# Flash photography on exotic woods



## farmer (Dec 18, 2014)

My set up.
AB/1600 strobe
PCB 10x36 foldable soft box
Wescott boom /13 ft HD light stand.








sorry not pens pocket chalkers 






 I used linearpolarized film over my strobe and a CPL on my lens.
I also think the white back drop looked the most professional 
I didn't have any gray paper so I used a gray thermal T shirt




 The book Light Science and Magic helped the most.
There is a section in the book that talks only about photographing exotic woods with a smooth finish.

Hope this helps some of you guys.




farmer


----------



## toddlajoie (Dec 19, 2014)

Pics look fantastic... nice use of a strip bank... pretty much a perfect tool for photographing pens...

Paul Buff makes some fantastic stuff. All our studio and location lighting are from him. The Alien Bee's are great lights, and they have held up great over the years, We still have a bunch of the Ultras too, which are much heavier (all metal vs plastic). We've had the Ultras a LOT longer, so I have not had any of the Bee's need repairs (tho one has a noisy fan that may be going soon), but whenever we had an Ultra act up they always repaired them quickly and for an unbelievable price. I can't remember how many people I have sold on his stuff. Never bought any of his softboxes tho for some reason, We have a good selection that we have had forever, so we just didn't need any more...


----------



## JohnGreco (Dec 19, 2014)

Interesting set-up. What size lens and f-stop are you shooting at?


----------



## farmer (Dec 19, 2014)

*Lighting*



toddlajoie said:


> Pics look fantastic... nice use of a strip bank... pretty much a perfect tool for photographing pens...
> 
> Paul Buff makes some fantastic stuff. All our studio and location lighting are from him. The Alien Bee's are great lights, and they have held up great over the years, We still have a bunch of the Ultras too, which are much heavier (all metal vs plastic). We've had the Ultras a LOT longer, so I have not had any of the Bee's need repairs (tho one has a noisy fan that may be going soon), but whenever we had an Ultra act up they always repaired them quickly and for an unbelievable price. I can't remember how many people I have sold on his stuff. Never bought any of his softboxes tho for some reason, We have a good selection that we have had forever, so we just didn't need any more...


 

Thank you it was a learning lesson to get my photography to this point.
My main goal was photographing Custom pool cues.
I ship global and my out of country customers are very picky when it comes down to the pictures.
Not only that but all return trans actions I am out shipping costs.
My Customer satisfaction is 100 % and I believe good photographs helped in that area.

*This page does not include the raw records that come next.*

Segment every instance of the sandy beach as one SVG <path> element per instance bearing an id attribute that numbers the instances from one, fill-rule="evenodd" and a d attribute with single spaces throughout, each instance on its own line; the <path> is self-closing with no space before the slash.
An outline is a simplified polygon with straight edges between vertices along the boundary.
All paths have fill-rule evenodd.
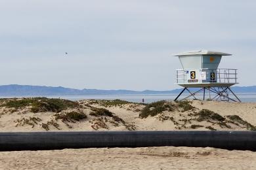
<path id="1" fill-rule="evenodd" d="M 0 152 L 1 169 L 255 169 L 256 153 L 212 148 L 85 148 Z"/>
<path id="2" fill-rule="evenodd" d="M 0 101 L 0 131 L 244 131 L 254 130 L 256 126 L 255 103 L 190 101 L 143 105 L 119 100 L 70 103 L 60 100 L 58 103 L 58 99 L 37 99 L 25 103 L 26 100 Z"/>
<path id="3" fill-rule="evenodd" d="M 255 130 L 256 103 L 0 101 L 0 131 Z M 145 147 L 0 152 L 0 169 L 255 169 L 251 151 Z"/>

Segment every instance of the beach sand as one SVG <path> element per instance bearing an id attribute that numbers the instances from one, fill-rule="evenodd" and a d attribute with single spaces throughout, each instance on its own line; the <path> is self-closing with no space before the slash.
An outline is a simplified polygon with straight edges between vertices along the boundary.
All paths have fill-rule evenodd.
<path id="1" fill-rule="evenodd" d="M 106 105 L 108 101 L 99 103 L 96 103 L 97 101 L 80 101 L 79 103 L 81 108 L 67 109 L 58 113 L 66 114 L 75 111 L 82 112 L 87 115 L 86 118 L 79 121 L 57 119 L 56 113 L 54 112 L 34 113 L 30 111 L 31 107 L 16 109 L 0 107 L 0 131 L 43 131 L 47 130 L 43 128 L 43 124 L 49 124 L 49 131 L 65 131 L 210 130 L 209 127 L 216 130 L 244 131 L 250 130 L 251 126 L 256 126 L 256 103 L 192 101 L 190 104 L 194 107 L 192 109 L 183 111 L 183 109 L 178 107 L 171 111 L 163 110 L 156 116 L 142 118 L 139 115 L 141 110 L 145 107 L 143 105 L 125 103 Z M 173 105 L 173 103 L 170 103 L 171 105 Z M 116 117 L 91 115 L 93 112 L 92 107 L 105 109 L 112 112 Z M 212 111 L 225 120 L 219 121 L 212 120 L 211 118 L 203 118 L 202 120 L 201 118 L 200 120 L 200 117 L 196 116 L 196 114 L 203 109 Z M 238 116 L 244 122 L 231 119 L 230 116 L 234 115 Z M 117 117 L 121 120 L 117 120 Z M 53 126 L 54 124 L 55 126 Z M 194 128 L 192 128 L 193 126 Z"/>
<path id="2" fill-rule="evenodd" d="M 79 101 L 79 108 L 67 108 L 56 113 L 47 110 L 32 112 L 31 106 L 9 108 L 3 106 L 6 101 L 1 102 L 1 132 L 244 131 L 255 130 L 256 126 L 255 103 L 192 101 L 189 103 L 192 107 L 188 109 L 188 105 L 167 102 L 163 106 L 165 108 L 169 105 L 171 109 L 165 108 L 155 116 L 142 118 L 140 114 L 146 106 L 137 103 L 113 105 L 107 101 L 83 100 Z M 102 109 L 104 110 L 103 110 L 103 114 L 96 115 L 97 110 Z M 148 109 L 152 111 L 154 107 Z M 200 114 L 205 110 L 203 109 L 207 109 L 203 112 L 206 114 Z M 82 112 L 87 118 L 78 120 L 66 119 L 65 116 L 57 118 L 60 114 L 65 116 L 70 112 Z M 47 125 L 49 129 L 43 125 Z M 192 125 L 196 125 L 194 128 Z M 0 169 L 256 169 L 255 161 L 254 152 L 213 148 L 104 148 L 0 152 Z"/>
<path id="3" fill-rule="evenodd" d="M 0 152 L 1 169 L 255 169 L 256 152 L 212 148 L 85 148 Z"/>

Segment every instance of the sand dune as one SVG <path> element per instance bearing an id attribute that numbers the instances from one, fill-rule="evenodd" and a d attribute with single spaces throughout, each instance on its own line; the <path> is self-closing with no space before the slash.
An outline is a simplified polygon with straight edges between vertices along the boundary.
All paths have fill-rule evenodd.
<path id="1" fill-rule="evenodd" d="M 256 129 L 255 103 L 24 100 L 1 101 L 0 131 Z"/>
<path id="2" fill-rule="evenodd" d="M 0 100 L 0 131 L 255 130 L 256 103 L 12 99 Z M 0 152 L 0 169 L 255 169 L 256 153 L 145 147 Z"/>

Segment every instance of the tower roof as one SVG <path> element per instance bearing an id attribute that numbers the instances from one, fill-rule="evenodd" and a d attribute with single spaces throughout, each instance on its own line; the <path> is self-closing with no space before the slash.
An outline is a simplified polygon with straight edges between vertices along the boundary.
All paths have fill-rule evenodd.
<path id="1" fill-rule="evenodd" d="M 195 50 L 179 53 L 173 55 L 173 56 L 190 56 L 190 55 L 215 55 L 215 56 L 231 56 L 230 54 L 221 52 L 213 52 L 206 50 Z"/>

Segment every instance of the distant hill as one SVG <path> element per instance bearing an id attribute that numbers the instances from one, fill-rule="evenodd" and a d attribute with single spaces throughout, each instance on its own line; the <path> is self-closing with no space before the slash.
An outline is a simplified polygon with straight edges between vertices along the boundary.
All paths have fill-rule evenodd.
<path id="1" fill-rule="evenodd" d="M 236 93 L 256 93 L 256 86 L 232 88 Z M 0 86 L 0 95 L 124 95 L 124 94 L 178 94 L 181 88 L 168 91 L 132 91 L 127 90 L 97 90 L 97 89 L 73 89 L 64 87 L 51 87 L 28 85 L 3 85 Z"/>

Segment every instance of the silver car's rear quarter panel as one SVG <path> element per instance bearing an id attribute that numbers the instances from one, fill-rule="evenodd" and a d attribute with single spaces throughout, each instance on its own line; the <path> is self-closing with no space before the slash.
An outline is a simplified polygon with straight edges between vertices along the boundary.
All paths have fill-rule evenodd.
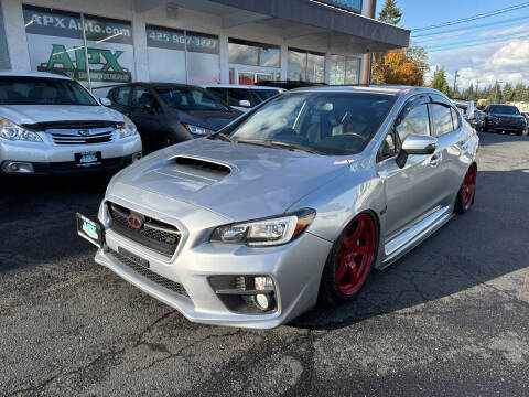
<path id="1" fill-rule="evenodd" d="M 268 329 L 300 315 L 317 301 L 320 279 L 332 244 L 311 233 L 279 247 L 250 248 L 244 245 L 212 244 L 210 230 L 229 223 L 209 210 L 177 200 L 140 191 L 127 190 L 134 203 L 116 195 L 106 200 L 133 208 L 142 214 L 173 224 L 183 233 L 173 257 L 162 255 L 107 229 L 106 242 L 110 250 L 119 247 L 149 260 L 150 270 L 184 286 L 190 298 L 179 296 L 131 270 L 108 250 L 98 250 L 96 261 L 115 271 L 154 298 L 175 308 L 194 322 Z M 142 204 L 149 203 L 143 207 Z M 153 211 L 152 208 L 156 208 Z M 102 217 L 101 217 L 102 215 Z M 100 218 L 106 224 L 102 208 Z M 238 314 L 229 311 L 213 290 L 210 276 L 266 275 L 273 278 L 278 310 L 270 314 Z"/>

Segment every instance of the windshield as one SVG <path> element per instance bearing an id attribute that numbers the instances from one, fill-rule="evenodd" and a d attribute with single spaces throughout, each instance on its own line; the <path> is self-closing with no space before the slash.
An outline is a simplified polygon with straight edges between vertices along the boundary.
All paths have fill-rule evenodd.
<path id="1" fill-rule="evenodd" d="M 393 101 L 395 96 L 379 94 L 289 93 L 223 132 L 239 142 L 289 143 L 332 155 L 359 153 Z"/>
<path id="2" fill-rule="evenodd" d="M 490 106 L 489 112 L 498 114 L 498 115 L 519 115 L 520 114 L 516 108 L 516 106 L 507 106 L 507 105 Z"/>
<path id="3" fill-rule="evenodd" d="M 468 109 L 468 107 L 464 106 L 464 105 L 455 105 L 457 107 L 457 109 L 460 109 L 464 115 L 466 115 L 466 110 Z"/>
<path id="4" fill-rule="evenodd" d="M 0 105 L 80 105 L 99 104 L 74 81 L 45 77 L 0 77 Z"/>
<path id="5" fill-rule="evenodd" d="M 217 97 L 198 87 L 175 86 L 155 89 L 168 106 L 180 110 L 228 110 Z"/>

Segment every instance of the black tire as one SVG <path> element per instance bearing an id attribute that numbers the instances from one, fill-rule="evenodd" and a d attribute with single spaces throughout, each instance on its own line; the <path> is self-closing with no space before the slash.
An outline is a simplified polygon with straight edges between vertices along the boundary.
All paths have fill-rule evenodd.
<path id="1" fill-rule="evenodd" d="M 374 230 L 374 233 L 375 233 L 375 245 L 374 245 L 375 251 L 374 251 L 374 255 L 373 255 L 373 259 L 370 260 L 369 267 L 367 269 L 366 276 L 361 280 L 361 283 L 359 283 L 358 287 L 356 287 L 357 288 L 356 291 L 352 294 L 344 294 L 338 289 L 337 281 L 336 281 L 336 260 L 337 260 L 338 250 L 341 248 L 342 240 L 343 240 L 344 236 L 347 234 L 347 232 L 349 232 L 350 226 L 354 225 L 355 219 L 357 219 L 358 216 L 360 216 L 360 215 L 368 215 L 373 221 L 373 224 L 374 224 L 374 227 L 375 227 L 375 230 Z M 319 297 L 320 301 L 322 301 L 324 303 L 327 303 L 330 305 L 336 307 L 336 305 L 339 305 L 339 304 L 343 304 L 343 303 L 346 303 L 346 302 L 349 302 L 349 301 L 356 299 L 356 297 L 358 297 L 361 289 L 364 288 L 367 279 L 369 278 L 369 275 L 373 270 L 373 266 L 377 260 L 378 244 L 379 244 L 379 226 L 378 226 L 377 219 L 369 213 L 361 213 L 361 214 L 358 214 L 357 216 L 355 216 L 355 218 L 341 233 L 339 237 L 334 243 L 333 248 L 328 253 L 327 260 L 326 260 L 325 267 L 323 269 L 322 280 L 321 280 L 321 283 L 320 283 L 320 297 Z"/>
<path id="2" fill-rule="evenodd" d="M 474 187 L 473 187 L 472 197 L 468 200 L 467 197 L 465 197 L 464 189 L 466 187 L 466 178 L 468 173 L 472 172 L 471 169 L 474 169 Z M 457 192 L 457 197 L 455 198 L 454 212 L 456 214 L 460 214 L 460 215 L 464 214 L 468 210 L 471 210 L 471 207 L 474 205 L 474 202 L 476 201 L 476 185 L 477 185 L 477 165 L 472 164 L 466 171 L 465 179 L 463 180 L 460 191 Z"/>

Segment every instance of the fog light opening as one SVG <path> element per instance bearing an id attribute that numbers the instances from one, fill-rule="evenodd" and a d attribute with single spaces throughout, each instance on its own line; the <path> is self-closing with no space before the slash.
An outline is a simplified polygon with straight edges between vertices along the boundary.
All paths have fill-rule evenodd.
<path id="1" fill-rule="evenodd" d="M 20 161 L 4 161 L 2 170 L 8 173 L 33 173 L 33 164 Z"/>
<path id="2" fill-rule="evenodd" d="M 272 307 L 273 298 L 272 296 L 264 294 L 264 293 L 258 293 L 256 296 L 256 305 L 262 310 L 267 311 Z"/>

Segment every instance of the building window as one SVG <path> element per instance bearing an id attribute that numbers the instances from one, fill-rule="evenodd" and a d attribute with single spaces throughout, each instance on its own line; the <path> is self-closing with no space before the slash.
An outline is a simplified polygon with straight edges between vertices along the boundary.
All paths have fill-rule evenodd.
<path id="1" fill-rule="evenodd" d="M 218 36 L 147 25 L 147 46 L 151 82 L 220 82 Z"/>
<path id="2" fill-rule="evenodd" d="M 328 81 L 332 85 L 359 84 L 360 58 L 357 56 L 331 55 Z"/>
<path id="3" fill-rule="evenodd" d="M 229 63 L 231 64 L 280 67 L 280 49 L 278 45 L 229 39 L 228 49 Z"/>
<path id="4" fill-rule="evenodd" d="M 325 55 L 289 49 L 289 79 L 311 83 L 325 81 Z"/>
<path id="5" fill-rule="evenodd" d="M 218 37 L 187 32 L 187 83 L 220 83 L 220 57 Z"/>
<path id="6" fill-rule="evenodd" d="M 32 6 L 23 14 L 32 69 L 65 73 L 89 87 L 132 82 L 130 22 Z"/>
<path id="7" fill-rule="evenodd" d="M 0 3 L 0 69 L 10 69 L 8 41 L 6 39 L 6 26 L 3 24 L 3 11 Z"/>
<path id="8" fill-rule="evenodd" d="M 184 31 L 151 25 L 145 30 L 150 81 L 185 83 Z"/>

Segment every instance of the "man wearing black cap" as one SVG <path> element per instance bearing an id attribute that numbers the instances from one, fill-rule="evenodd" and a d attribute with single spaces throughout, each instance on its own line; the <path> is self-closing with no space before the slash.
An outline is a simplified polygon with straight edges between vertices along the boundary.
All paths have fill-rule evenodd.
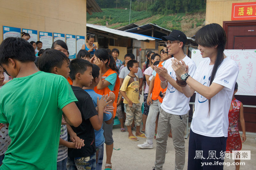
<path id="1" fill-rule="evenodd" d="M 196 69 L 192 60 L 184 54 L 183 48 L 187 41 L 186 35 L 181 31 L 173 30 L 169 35 L 162 37 L 165 41 L 168 55 L 173 55 L 179 61 L 182 60 L 189 69 L 189 75 L 193 76 Z M 166 94 L 161 104 L 156 135 L 156 162 L 153 169 L 163 169 L 164 163 L 168 134 L 172 129 L 173 146 L 175 150 L 175 170 L 183 169 L 185 164 L 185 128 L 189 110 L 188 98 L 183 93 L 180 86 L 186 84 L 186 75 L 176 81 L 175 72 L 172 67 L 171 58 L 167 60 L 164 67 L 154 66 L 159 74 L 161 87 L 167 87 Z M 183 77 L 182 76 L 182 77 Z"/>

I also have one white lightening 1500 strobe and PC Buff soft box and HD light stand with the wireless triggers.

I need a roll of black and 18% gray seamless backdrop paper..

Farmer


----------



## farmer (Dec 19, 2014)

*set up*



JohnGreco said:


> Interesting set-up. What size lens and f-stop are you shooting at?


 
The lens is a Canon TSE 17mm f4 L with a 145mm fotodiox CPL
I also use a TSE 24mm L lens to in product or commercial photography to.

Pens are small enough that I think allot of differ lenses would do a Great job.
But my favorite lens is The TSE 17mm.
It is a great landscape lens too.





100 ISO   F12 to f22 on the F stop 1/250 S speed.

The only reason I can photograph these products with such a bright lite is because of the Linear polarized film I Velcro  to my soft box.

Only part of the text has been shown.